Oncorag2 – Hybrid Clinical Feature Extraction with RAG + Rule-Based Reasoning
Challenge submission for the InterSystems AI Contest:
🧠 Hybrid approach for clinical data curation: combining RAG and rule-based methods
Oncorag2 is a hybrid system designed to extract and curate oncology-related clinical features by combining rule-based regular expressions with retrieval-augmented generation (RAG). It integrates structured and unstructured information, powered by LangChain, LLMs, and the InterSystems IRIS Vector Store.


🧠 Overview
Oncorag2 addresses a central challenge in clinical informatics:
How to extract accurate, structured data from complex and variable clinical documentation.
It employs a hybrid methodology that combines:
- 🧠 Rule-Based Logic: Curated regular expressions provide deterministic and rapid extraction of key attributes (e.g., staging, mutations, treatment) across known sections.
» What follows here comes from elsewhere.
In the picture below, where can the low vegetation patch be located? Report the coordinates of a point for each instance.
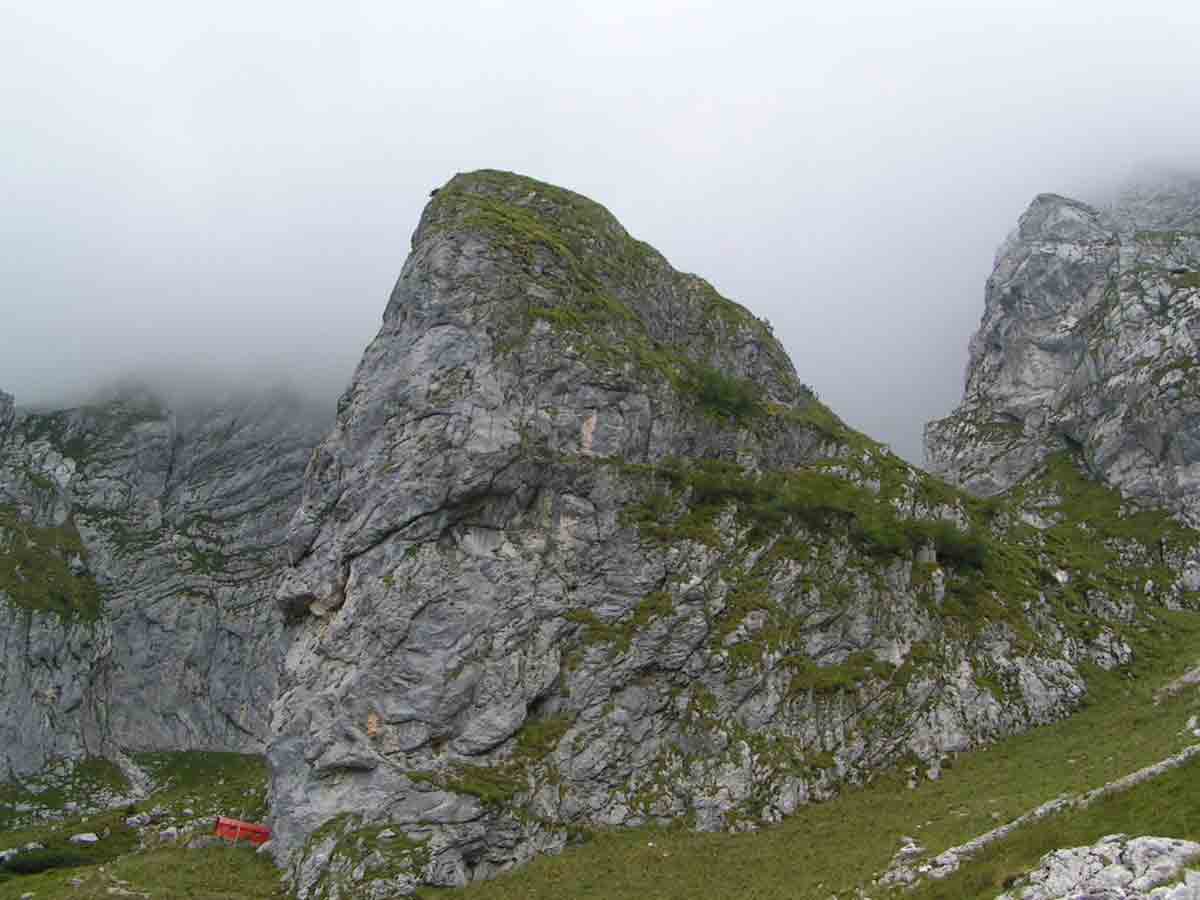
(41, 568)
- 🔍 Retrieval-Augmented Generation (RAG): For ambiguous or unstructured data, relevant document chunks are retrieved using IRIS Vector Store and processed with an LLM for context-aware reasoning.
Benefits:
- 🧮 Efficient Inference: Targeted retrieval reduces token usage.
- 🎯 Higher Accuracy: Answers are grounded in patient-specific context.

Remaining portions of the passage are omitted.